Do I need stockholder approval to change my company’s name?
Yes. Under Section 15 of the Revised Corporation Code, you need majority board approval plus at least 2/3 of outstanding capital stock (or equivalent for non-stock corporations or the single stockholder resolution for OPCs). Proper documentation of the votes is essential.

Can a foreign-owned corporation change its name?
Yes. The SEC process is essentially the same regardless of ownership structure. Foreign-owned corporations simply follow the same voting, documentation, and eAMEND steps. Documents signed outside the Philippines generally require apostille authentication.

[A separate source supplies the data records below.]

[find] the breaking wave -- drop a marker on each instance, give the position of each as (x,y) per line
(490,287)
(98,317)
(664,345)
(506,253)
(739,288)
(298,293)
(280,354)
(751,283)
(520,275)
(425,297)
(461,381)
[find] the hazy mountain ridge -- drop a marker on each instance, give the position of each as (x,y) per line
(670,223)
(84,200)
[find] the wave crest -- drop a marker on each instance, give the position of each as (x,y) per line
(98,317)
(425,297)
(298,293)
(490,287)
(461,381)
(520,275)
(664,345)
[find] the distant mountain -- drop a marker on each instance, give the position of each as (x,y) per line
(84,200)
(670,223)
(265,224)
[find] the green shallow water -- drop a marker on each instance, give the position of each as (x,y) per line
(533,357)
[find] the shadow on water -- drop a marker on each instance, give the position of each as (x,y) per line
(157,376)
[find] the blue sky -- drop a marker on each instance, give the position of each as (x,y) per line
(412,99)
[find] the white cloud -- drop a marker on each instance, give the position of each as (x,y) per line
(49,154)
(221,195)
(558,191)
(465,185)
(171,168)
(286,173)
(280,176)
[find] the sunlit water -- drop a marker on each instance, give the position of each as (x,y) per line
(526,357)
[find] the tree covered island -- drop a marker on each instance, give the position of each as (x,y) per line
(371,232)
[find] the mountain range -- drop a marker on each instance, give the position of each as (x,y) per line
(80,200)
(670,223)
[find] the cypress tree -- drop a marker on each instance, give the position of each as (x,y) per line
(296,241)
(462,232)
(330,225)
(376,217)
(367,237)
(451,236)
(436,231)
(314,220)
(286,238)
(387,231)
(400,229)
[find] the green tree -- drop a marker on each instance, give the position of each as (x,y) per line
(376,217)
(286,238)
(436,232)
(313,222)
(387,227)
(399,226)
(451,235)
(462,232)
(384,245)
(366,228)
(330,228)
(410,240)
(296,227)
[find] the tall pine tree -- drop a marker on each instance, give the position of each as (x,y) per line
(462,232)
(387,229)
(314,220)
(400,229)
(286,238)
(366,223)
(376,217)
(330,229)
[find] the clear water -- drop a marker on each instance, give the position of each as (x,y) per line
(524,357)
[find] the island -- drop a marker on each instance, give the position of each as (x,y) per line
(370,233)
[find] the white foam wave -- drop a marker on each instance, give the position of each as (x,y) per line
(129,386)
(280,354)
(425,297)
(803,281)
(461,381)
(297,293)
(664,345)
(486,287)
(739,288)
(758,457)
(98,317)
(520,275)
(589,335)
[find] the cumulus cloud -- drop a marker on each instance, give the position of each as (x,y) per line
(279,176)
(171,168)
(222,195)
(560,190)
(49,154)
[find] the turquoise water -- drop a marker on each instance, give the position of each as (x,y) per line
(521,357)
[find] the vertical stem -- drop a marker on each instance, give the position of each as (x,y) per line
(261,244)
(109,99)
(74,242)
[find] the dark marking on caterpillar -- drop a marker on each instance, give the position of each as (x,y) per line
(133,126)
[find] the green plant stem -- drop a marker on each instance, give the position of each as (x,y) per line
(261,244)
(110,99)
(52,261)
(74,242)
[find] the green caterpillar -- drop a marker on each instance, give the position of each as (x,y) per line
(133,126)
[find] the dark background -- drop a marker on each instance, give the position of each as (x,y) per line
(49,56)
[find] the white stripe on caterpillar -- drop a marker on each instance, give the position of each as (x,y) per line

What happens to existing contracts, permits, and bank accounts after the name change?
Contracts remain valid because the corporation itself has not changed—only its registered name. However, you should notify key counterparties and update important agreements. Business permits, BIR registration, SSS/PhilHealth/Pag-IBIG records, and bank accounts must be formally updated under the new name to avoid operational or compliance problems.

Is name reservation required before filing the amendment?
Yes. You should verify and reserve the proposed new name through the SEC’s eSPARC system and obtain the Name Reservation Slip or Notice. This is a standard requirement when filing a name-change amendment via eAMEND.

Do I need to publish a notice of the name change in a newspaper?
No publication is required for a simple corporate name change amendment under current SEC procedures.

How do I check if my proposed new name is available?
Use the SEC’s eSPARC portal (esparc.sec.gov.ph) for name verification and reservation. It is also wise to search the IPOPHL trademark database to avoid potential conflicts with protected marks.

What if the SEC rejects my proposed name?
You can choose another name, re-verify and reserve it in eSPARC, update your Amended Articles of Incorporation, and re-file (or amend the pending application if the system allows). Many rejections are avoidable with thorough upfront checking.

Does changing the corporate name affect my SEC registration number or tax identification number?
No. Your SEC registration number and TIN remain the same. Only the corporate name on record changes.

Key Takeaways

  • A corporate name change requires amending the Articles of Incorporation under Section 15 of the Revised Corporation Code (RA 11232) with majority board and 2/3 stockholder (or equivalent) approval.
  • File through the SEC’s eAMEND portal under Simple Processing; name reservation via eSPARC is a required early step.
  • Prepare clear Amended AOI with a proper amending clause, notarized certificates, and supporting documents, then submit hard copies within 15 days of digital approval to avoid penalties.
  • Update BIR (Form 1905), LGU business permit, SSS/PhilHealth/Pag-IBIG, banks, and other records promptly after SEC approval—the name change is not complete until downstream registrations are updated.
  • Foreign-owned corporations follow the same core process; apostille authentication is usually needed for documents executed abroad.
  • Choose and verify the new name carefully to avoid rejection—check both SEC records and trademarks.
  • Keep thorough documentation of all votes and filings; good compliance history speeds up the entire process.
  • The corporation’s legal personality and SEC number stay the same—only the registered name changes.

Following these steps carefully will help you complete the name change efficiently and position your corporation for its next chapter with clean, updated records across all government agencies.

Disclaimer: This content is not legal advice and may involve AI assistance. Information may be inaccurate.